かなえさんが普段関わっているある利用者さんのお話になった。


その人は、周りの人の目を引こうとして、「けいれん発作」が起きたかのようにふるまい、職員さんを困らせてしまうことがあるらしい。

精神障害があり、かなえさんが仕事している施設に通所している。


その人は、どういう気持ちでそういう行動をするのか。

その行動に対して、職員はなにが困るのか。

そういうことはもちろん考えなければいけないが、かなえさんや職員さんたちはすでに十分考えていることと思う。


お話を聞いていて、私(山口)が思ったことを書いてみる。

私も障害の人を地域で支援してきて、いろんな「問題行動」をする人がいて、けれど行動を点でみるのではなく、なぜするのか、なにか満たされない思いがあるのではないかと、線や面で考えるよう意識してきた。

しかし、こうした教科書的な支援の原則というのは、「支援者もまた感情や性格があり、自分の生活がある」という観点がやや抜けている、と私は思っている。

要は、利用者に対し苦手意識を抱くことは、支援者として自然なことだということ。

けれど、社会福祉というのは、苦手だからと言って、支援を提供しないわけにはいかない。

ここに、現場的な難しさがある。


ちょっと堅い話をすることを許してほしい。

昔に比べると、日本の福祉は体系的に発展してきた。かなえさんが話してくれた利用者さんが通う施設は障害者総合支援法という法律に基づく「生活介護」という通所系サービスにあたる。それ以外に、グループホームや、相談支援、ヘルパーさんなど、いろんなサービスが受けられるようになった。ほとんどの人がお金もかからず利用できる。本人や家族にとって、昔に比べたら、「便利」になってることは確かだと思う。

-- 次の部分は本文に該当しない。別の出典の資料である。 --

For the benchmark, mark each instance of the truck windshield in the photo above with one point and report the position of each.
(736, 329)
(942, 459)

一方で。東京都の研修に参加したとき、ある人がこうしたサービスを「福祉の檻」と表現していた。便利ならそれでいいのかもしれないが、支援者が本来やるべき仕事とは、福祉的な保護的環境下で温かく優しくかかわることだけではなく、地域や一般社会との懸け橋になることであり、障害者などと関わったことのない人に理解(合理的配慮)を求めていくことも重要な役割だろう。というか、後者のほうが本来的には重要なはずだ。

「福祉の檻」を、少しずつ外していくためにどうしたらいいか。どういう工夫や実践が必要なのか。


私も、苦手な利用者がいる。もちろん、必要な支援はやってきた。苦手だからと言って、本人の不利益になるようなことはしない。

けど、じゃあその人と、仕事以外で関われるかというと、無理だ。(苦笑)

福祉以外では、関われない。
うーん。それでいいのだろうか。

このへんで、けっこう悩む。。


おはなし会のあるメンバーからは、

わたしも、心配してほしい、かまってほしい、周りの気を引きたい気持ちがある。その利用者のことを聞いて、他人事とは思えない。個性として、認め合えたらいい。そのように言ってくれた。

かなえさんが関わっているその利用者さんが、こういう姿勢で向き合ってくれる友だちに出会えたら、その人の生活はさらに豊かになるよなーと思った。